Gasoline, Nuclear Power Topics of “Where on Earth” Symposium

Olivia DrakeNovember 2, 20114min
"The Energy Puzzle In More Than 140 Characters" and "The Future of Nuclear Power" are the topics of the Where on Earth are We Going Symposium Nov. 5.

On Nov. 5, two energy experts will speak during the annual “Where On Earth Are We Going?” symposium. The event is sponsored by the Robert Schumann Lecture Series in the Environmental Studies Program.

At 9 a.m., Lisa Margonelli, director of the Energy Policy Initiative at the New America Foundation in Washington D.C., will speak on “The Energy Revolution Will not be Tweetable: the Energy Puzzle in More than 140 Characters.” Margonelli is the publisher of The Energy Trap and blogs frequently at The Atlantic web site. Her book Oil On the Brain: Petroleum’s Long, Strange Trip to Your Tank follows the oil supply chain from the gas station to oil fields around the world.

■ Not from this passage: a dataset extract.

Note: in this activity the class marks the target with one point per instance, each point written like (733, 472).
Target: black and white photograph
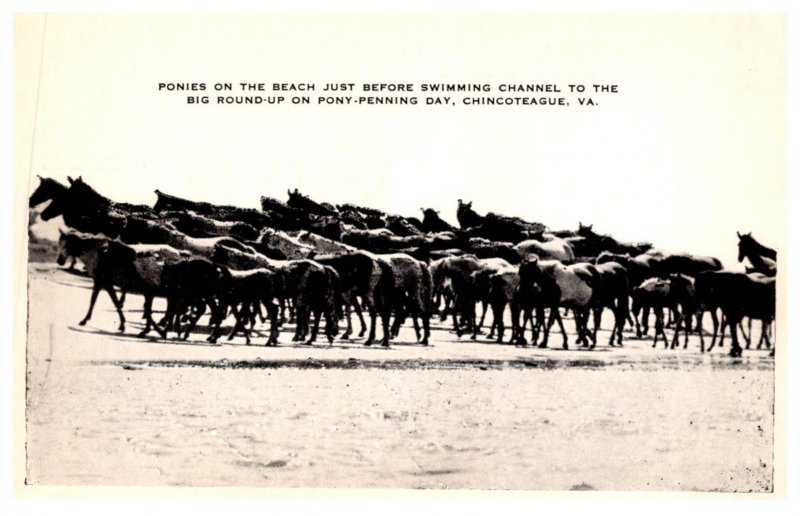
(533, 252)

Gas at $3.50 a gallon is expensive, but its environmental, economic, political and moral price is much higher, she says. Margonelli will offer a provocative tour of the true cost of gasoline – as bad for the citizens of the Middle East as it is for Americans -and then explain how we can change by looking at energy as a system and finding opportunities for mini revolutions in technology, policy and behavior.

At 10:30 a.m., Paul Gunter, a lead spokesperson in nuclear reactor hazards and security concerns, will speak on “The Future of Nuclear Power Following the Fukushima Disaster.”  Gunter acts as the regulatory watchdog over the U.S. Nuclear Regulatory Commission and the nuclear power industry. An environmental activist and energy policy analyst, he has been an ardent critic of atomic power development for more than 30 years.

Gunter will explain how the nuclear catastrophe is still widening around Japan’s Fukushima Dai-Ichi atomic power plant. The ongoing nuclear accident has created significant radioactive and political fallout in the midst of what industry had been touting as a  “nuclear renaissance” of new reactor development. He will address, “What are the consequences of the Fukushima nuclear accident?” and “How is it affecting energy policy here in the United States and globally?”